Tesseract

From DPWiki
Jump to navigation Jump to search

Tesseract is an OCR software program, usable with Windows, OSX and Linux operating systems.

Tesseract is a free, open-source OCR engine developed by Hewlett-Packard later acquired by Google, which released it in 2006 under the Apache License version 2.0. Tesseract is a bare-bones OCR engine that is devoid of a graphical user interface, layout analysis, and good documentation. But it is usable from a command line, can read TIFF input directly, and produces excellent results on simple single-column text. See Tesseract webpage at GitHub, and Wikipedia's Tesseract page


Tesseract for PGDP: quirks, best practices, pros and contra

Talking of Tesseract is a bit aiming at a moving target. The codebase is fortunately still actively evolving, but its roadmap and directions are a bit obscure. These notes refer to Tesseract v.3.01, svn revision 581 (1/5/2011). All together, I think that tesseract can be a viable choice, and one with growth potential, for PGDP work. However, its limitations have to be kept in mind and worked around.


Added: as of 19 February 2012, tesseract version 3.02, svn revision 676, has a better recognition capability, does insert empty line between paragraphs and supports multiple languages -- even multiple scripts like -l ita+heb.
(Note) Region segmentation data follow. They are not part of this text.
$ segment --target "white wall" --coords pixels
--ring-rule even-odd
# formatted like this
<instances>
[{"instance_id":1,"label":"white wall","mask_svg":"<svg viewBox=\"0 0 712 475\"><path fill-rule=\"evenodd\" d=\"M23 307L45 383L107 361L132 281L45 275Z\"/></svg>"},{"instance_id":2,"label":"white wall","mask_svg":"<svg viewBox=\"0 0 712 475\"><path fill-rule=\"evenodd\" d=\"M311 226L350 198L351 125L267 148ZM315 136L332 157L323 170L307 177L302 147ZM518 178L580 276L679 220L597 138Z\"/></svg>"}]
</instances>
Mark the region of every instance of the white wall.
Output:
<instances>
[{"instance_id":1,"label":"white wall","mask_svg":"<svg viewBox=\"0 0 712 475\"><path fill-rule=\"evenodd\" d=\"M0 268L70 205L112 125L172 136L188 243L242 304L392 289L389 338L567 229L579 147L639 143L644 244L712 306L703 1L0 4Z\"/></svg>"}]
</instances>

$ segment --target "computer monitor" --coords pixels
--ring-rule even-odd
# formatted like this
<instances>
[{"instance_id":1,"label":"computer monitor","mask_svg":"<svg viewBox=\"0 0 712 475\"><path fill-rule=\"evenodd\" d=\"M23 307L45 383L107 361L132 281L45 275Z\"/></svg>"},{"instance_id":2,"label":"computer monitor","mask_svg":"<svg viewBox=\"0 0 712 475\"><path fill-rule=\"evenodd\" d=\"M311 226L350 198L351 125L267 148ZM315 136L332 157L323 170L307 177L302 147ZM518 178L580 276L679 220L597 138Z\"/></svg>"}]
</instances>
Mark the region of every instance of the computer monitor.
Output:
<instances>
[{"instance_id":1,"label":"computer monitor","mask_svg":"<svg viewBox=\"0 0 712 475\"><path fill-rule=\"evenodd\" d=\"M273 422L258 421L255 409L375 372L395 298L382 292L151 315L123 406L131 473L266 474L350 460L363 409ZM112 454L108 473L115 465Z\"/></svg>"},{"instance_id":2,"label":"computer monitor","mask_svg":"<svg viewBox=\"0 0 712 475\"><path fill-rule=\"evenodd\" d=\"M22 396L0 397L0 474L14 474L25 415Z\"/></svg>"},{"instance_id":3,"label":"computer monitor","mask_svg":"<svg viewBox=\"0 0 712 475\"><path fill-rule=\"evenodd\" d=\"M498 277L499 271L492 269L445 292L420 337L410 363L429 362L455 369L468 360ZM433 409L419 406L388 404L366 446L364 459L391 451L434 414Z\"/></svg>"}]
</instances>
Full assessment to be done.


Pros:

  • Tesseract is probably the most accurate open source OCR program currently available (personal evaluation based on sample comparisons of open source and sharewares including gocr, ocrad, cuneiform) (EastEriq 13:13, 1 May 2011 (PDT))
  • Tesseract supports several european languages and a few asian ones; trained data sets exist for Fraktur script.
  • Tesseract produces utf8 output.
  • Tesseract has a rudimentary page layout analyzer (since v.3.00). It can detect multicolumn page layouts. It handles well rotated and misaligned page scans.
  • Tesseract compiles well on linux and MacOSX. That makes it a tool of choice for linux PM.
  • Tesseract accepts a variety of graphical input formats thanks to its linking with leptonica
  • Tesseract can provide structured hOcr output, for page, paragraph and character layout analysis.
  • Tesseract has potentially tons of control variables and parameters that can affect its behavior and performance. Unfortunately, they are very poorly documented (here is a very outdated list).

Contra:

  • Tesseract documentation is far from exhaustive and somewhat outdated. An insigthful but outdated repository is found here.
  • Tesseract has a rudimentary page layout analyzer. It is easily fooled by side notes, side by side columns with different line spacing and narrow column gap, by image shades.
  • Training tesseract is possible but complicated. Incremental training is borderline impossible, and no tools exist for it. (that is, manual correction of a text recognized in a first pass, for retraining and improvement based on actual scanned texts). Tesseract cannot be trained using common images of the intended target material; instead, special training images, with enhanced character spacing have to be built (unless?).
  • Recognition of text in mixed languages (and worse - with mixed alphabets) is not possible. Only a language set at a time can be used, unless a new training set is built ex novo.
  • Specifically related to PGDP workflow: Tesseract does not insert in its text output blank lines between titles and body text, or between paragraphs, though that might become possible with some elaboration (see this thread).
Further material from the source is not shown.